The Lumen Prize, awarded for the first time in 2008, provides selected students with a $15,000 scholarship to support and celebrate their academic and creative achievements.

The program includes course work, study abroad, research both on campus and abroad, internships locally and abroad, program development, and creative productions and performances.

Pahos recently sat down with the Office of University Relations to share details of her work.

How did the idea for your research develop?
“I was very interested at the beginning of my project in looking at social photography. I knew some kind of social issue would be at the heart of what I’m doing. I had to figure out a way to include both my art historical discipline and creative writing discipline, so that’s how I ended up where I am, with all the different components.”

What led you to studying abroad in Ghana?
“When I began trying to figure out where I was going and what exactly I would move forward with, knew I wanted to study abroad. Within this idea of social photography and cross-cultural perception at large, Africa seemed like a great place to start considering the stereotypes and generalizations that often surround it. I was aware of those from my experiences with the media and with conversations I had with people.

“Once I decided Africa would be the place I would work with, Ghana became my focus because of our study abroad program there and the relationships Elon has with the University of Ghana. I knew I’d be able to be successful in working there.”

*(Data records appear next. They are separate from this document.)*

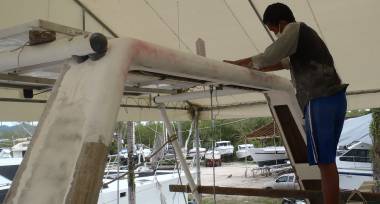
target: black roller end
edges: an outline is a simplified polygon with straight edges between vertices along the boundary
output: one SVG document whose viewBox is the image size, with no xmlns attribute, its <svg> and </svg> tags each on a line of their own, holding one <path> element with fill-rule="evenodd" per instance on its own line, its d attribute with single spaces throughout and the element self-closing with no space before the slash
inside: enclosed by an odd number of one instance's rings
<svg viewBox="0 0 380 204">
<path fill-rule="evenodd" d="M 22 93 L 24 98 L 33 98 L 33 89 L 23 89 Z"/>
<path fill-rule="evenodd" d="M 90 45 L 95 53 L 104 55 L 107 52 L 108 41 L 103 34 L 93 33 L 90 36 Z"/>
</svg>

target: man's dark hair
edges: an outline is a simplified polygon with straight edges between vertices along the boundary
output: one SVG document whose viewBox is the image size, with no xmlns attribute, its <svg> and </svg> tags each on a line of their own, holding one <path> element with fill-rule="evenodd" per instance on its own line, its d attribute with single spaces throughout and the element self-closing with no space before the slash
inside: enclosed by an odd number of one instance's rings
<svg viewBox="0 0 380 204">
<path fill-rule="evenodd" d="M 265 25 L 278 25 L 281 20 L 294 22 L 296 21 L 292 10 L 282 3 L 269 5 L 264 12 L 263 22 Z"/>
</svg>

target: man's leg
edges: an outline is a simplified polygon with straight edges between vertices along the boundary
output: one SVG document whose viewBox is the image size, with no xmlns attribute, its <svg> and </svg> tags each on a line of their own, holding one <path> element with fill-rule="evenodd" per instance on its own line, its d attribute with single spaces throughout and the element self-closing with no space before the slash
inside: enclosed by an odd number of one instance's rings
<svg viewBox="0 0 380 204">
<path fill-rule="evenodd" d="M 339 194 L 339 175 L 336 164 L 318 164 L 322 177 L 322 192 L 324 204 L 338 204 Z"/>
</svg>

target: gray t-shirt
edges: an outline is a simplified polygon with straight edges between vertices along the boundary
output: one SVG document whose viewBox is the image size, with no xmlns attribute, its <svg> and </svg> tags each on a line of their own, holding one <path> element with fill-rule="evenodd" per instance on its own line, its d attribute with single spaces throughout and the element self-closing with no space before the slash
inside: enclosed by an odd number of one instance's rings
<svg viewBox="0 0 380 204">
<path fill-rule="evenodd" d="M 255 69 L 278 62 L 290 69 L 302 110 L 310 100 L 334 95 L 348 86 L 341 83 L 323 40 L 304 23 L 289 23 L 264 53 L 252 57 L 252 62 Z"/>
</svg>

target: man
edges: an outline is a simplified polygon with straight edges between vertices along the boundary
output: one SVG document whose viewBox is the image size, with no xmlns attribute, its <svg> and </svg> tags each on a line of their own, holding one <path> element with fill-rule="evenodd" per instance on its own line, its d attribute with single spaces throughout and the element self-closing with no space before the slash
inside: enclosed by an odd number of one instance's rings
<svg viewBox="0 0 380 204">
<path fill-rule="evenodd" d="M 347 108 L 348 85 L 341 83 L 325 43 L 312 28 L 295 22 L 288 6 L 269 5 L 263 22 L 278 39 L 264 53 L 225 62 L 260 71 L 290 70 L 304 112 L 309 164 L 320 168 L 324 203 L 337 204 L 339 176 L 335 157 Z"/>
</svg>

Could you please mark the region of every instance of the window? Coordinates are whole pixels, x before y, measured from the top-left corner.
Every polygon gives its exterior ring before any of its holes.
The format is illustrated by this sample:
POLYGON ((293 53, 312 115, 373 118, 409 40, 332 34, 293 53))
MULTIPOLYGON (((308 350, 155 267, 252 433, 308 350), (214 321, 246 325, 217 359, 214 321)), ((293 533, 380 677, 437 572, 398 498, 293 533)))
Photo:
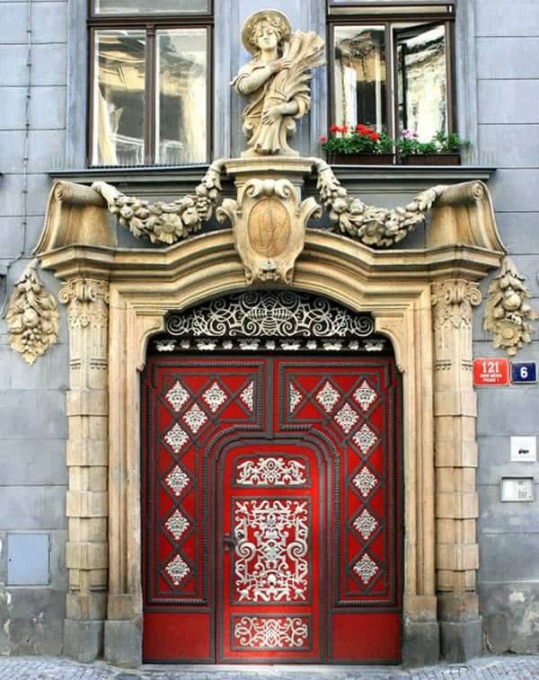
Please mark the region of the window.
POLYGON ((331 0, 331 122, 429 141, 454 131, 448 2, 331 0))
POLYGON ((90 163, 208 161, 211 0, 90 2, 90 163))

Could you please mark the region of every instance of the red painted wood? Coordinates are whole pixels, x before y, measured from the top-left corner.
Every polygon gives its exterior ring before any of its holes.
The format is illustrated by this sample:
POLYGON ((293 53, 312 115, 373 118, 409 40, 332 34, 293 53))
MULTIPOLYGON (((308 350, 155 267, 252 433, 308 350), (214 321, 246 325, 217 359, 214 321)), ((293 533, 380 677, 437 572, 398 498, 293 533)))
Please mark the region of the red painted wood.
POLYGON ((394 362, 159 357, 143 393, 145 658, 398 661, 394 362))

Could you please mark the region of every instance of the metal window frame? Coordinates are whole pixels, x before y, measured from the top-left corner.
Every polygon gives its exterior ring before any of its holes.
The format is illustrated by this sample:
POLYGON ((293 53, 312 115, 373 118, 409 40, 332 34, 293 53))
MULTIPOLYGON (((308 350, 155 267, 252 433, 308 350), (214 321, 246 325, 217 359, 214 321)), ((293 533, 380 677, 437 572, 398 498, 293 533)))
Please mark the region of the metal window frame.
MULTIPOLYGON (((368 3, 367 6, 373 7, 376 3, 368 3)), ((402 6, 403 3, 392 3, 391 6, 402 6)), ((334 30, 339 26, 384 26, 385 30, 386 57, 387 57, 387 73, 386 73, 386 120, 387 129, 385 132, 390 137, 396 134, 397 121, 397 68, 396 68, 396 49, 393 36, 393 26, 395 23, 406 22, 417 22, 425 24, 444 24, 446 29, 446 108, 447 108, 447 132, 456 131, 456 102, 455 95, 456 92, 455 84, 455 13, 446 13, 445 14, 418 14, 413 12, 415 6, 432 4, 428 2, 406 3, 409 12, 405 14, 376 14, 376 13, 344 13, 331 14, 331 0, 328 0, 328 14, 326 22, 326 40, 328 45, 328 120, 330 123, 335 121, 335 82, 333 69, 333 54, 335 49, 334 30)), ((444 3, 447 5, 448 3, 444 3)), ((378 6, 379 4, 378 4, 378 6)), ((384 5, 385 7, 385 4, 384 5)), ((390 6, 388 4, 388 6, 390 6)), ((358 4, 356 3, 355 8, 358 4)), ((361 122, 361 121, 356 121, 361 122)))
MULTIPOLYGON (((157 166, 155 140, 155 110, 157 93, 155 92, 155 69, 157 66, 155 34, 162 30, 200 28, 206 30, 206 162, 211 158, 213 140, 213 90, 214 90, 214 6, 213 0, 208 0, 208 12, 189 14, 97 14, 95 0, 88 3, 88 79, 87 102, 88 115, 86 127, 86 166, 106 167, 93 163, 94 145, 94 78, 95 74, 95 32, 96 31, 139 30, 146 33, 146 71, 144 94, 144 164, 157 166)), ((116 167, 116 166, 115 166, 116 167)), ((137 166, 141 167, 141 166, 137 166)))

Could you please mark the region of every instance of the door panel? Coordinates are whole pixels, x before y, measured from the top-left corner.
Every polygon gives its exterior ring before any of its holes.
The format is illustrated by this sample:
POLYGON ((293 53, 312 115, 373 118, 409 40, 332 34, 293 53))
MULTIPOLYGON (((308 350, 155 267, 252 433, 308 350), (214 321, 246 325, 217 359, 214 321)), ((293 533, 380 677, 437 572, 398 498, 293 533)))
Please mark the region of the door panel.
POLYGON ((151 358, 147 661, 400 658, 399 381, 380 358, 151 358))
POLYGON ((277 439, 226 456, 219 660, 321 658, 320 467, 308 446, 277 439))

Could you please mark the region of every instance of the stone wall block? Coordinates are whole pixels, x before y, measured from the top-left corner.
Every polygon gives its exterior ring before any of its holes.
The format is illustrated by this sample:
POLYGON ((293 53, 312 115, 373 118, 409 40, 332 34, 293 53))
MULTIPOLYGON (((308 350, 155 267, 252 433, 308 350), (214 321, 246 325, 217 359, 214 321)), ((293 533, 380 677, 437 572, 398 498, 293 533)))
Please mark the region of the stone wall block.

How did your research challenge the common stereotypes?
“I had done some research and writing before I left about specific perceptions of Africa in general. I read a few books about issues in the media and looked into the ‘I am African’ campaign, so I had a concept of where these stereotypes and generalizations came from. I was able to work away some of the perceptions I had of Africa and Ghana and I spoke to students who had been there before. I felt like I had a good footing on some level for what I was going to experience.

“Once I got there, a lot of my expectations were met and a lot weren’t. I felt like I adapted well to things that I had perceived would happen to me before I left, but then there were things I didn’t expect.”

Where has your Ghanaian photography been displayed and where else do you hope to see your work published?
“My exhibit went up last semester in the performing arts center. It began with perceptions in the media and advertisements and then moved to the part of my project I did in Sarasota the first year I was a scholar, which dealt heavily with photographic image and perception. It then moved to my semester before Ghana, where I began studying African and Ghanaian art and contemporary art. It then moved into my experiences in Ghana, including photographs, writings and blog posts. I finished the exhibit with an article of clothing I had made while I was in Ghana.”

What are some of the conclusions you’ve drawn?
“I don’t think I have come to a conclusion. I wasn’t looking for answers. I was trying to think in conversation and hit different areas I hadn’t thought of before. Some of the larger concepts I’ve gathered are very focused on student experience abroad.

“This final semester, I’m focused on the Elon study abroad experience and how cross-cultural perception fits in there. This includes preparations for leaving, going somewhere new, the process of being there and interacting and then transitioning back into the culture of the United States and life at Elon. At the end of the day, one of the bigger focuses of my project will be that experience cross-culturally.”

How has the Lumen prize impacted your project?
“I think the Lumen Prize helped me hone in on what I wanted to do. I worked very closely with my mentor and other faculty members on campus. I think another way it will help me is to give me impetus and drive to bring the project to Ghana. I understand my project in full because of that push to bring it full circle and the Lumen Prize has allowed me to focus on the details of that, and it’s given me the financial support to follow through.”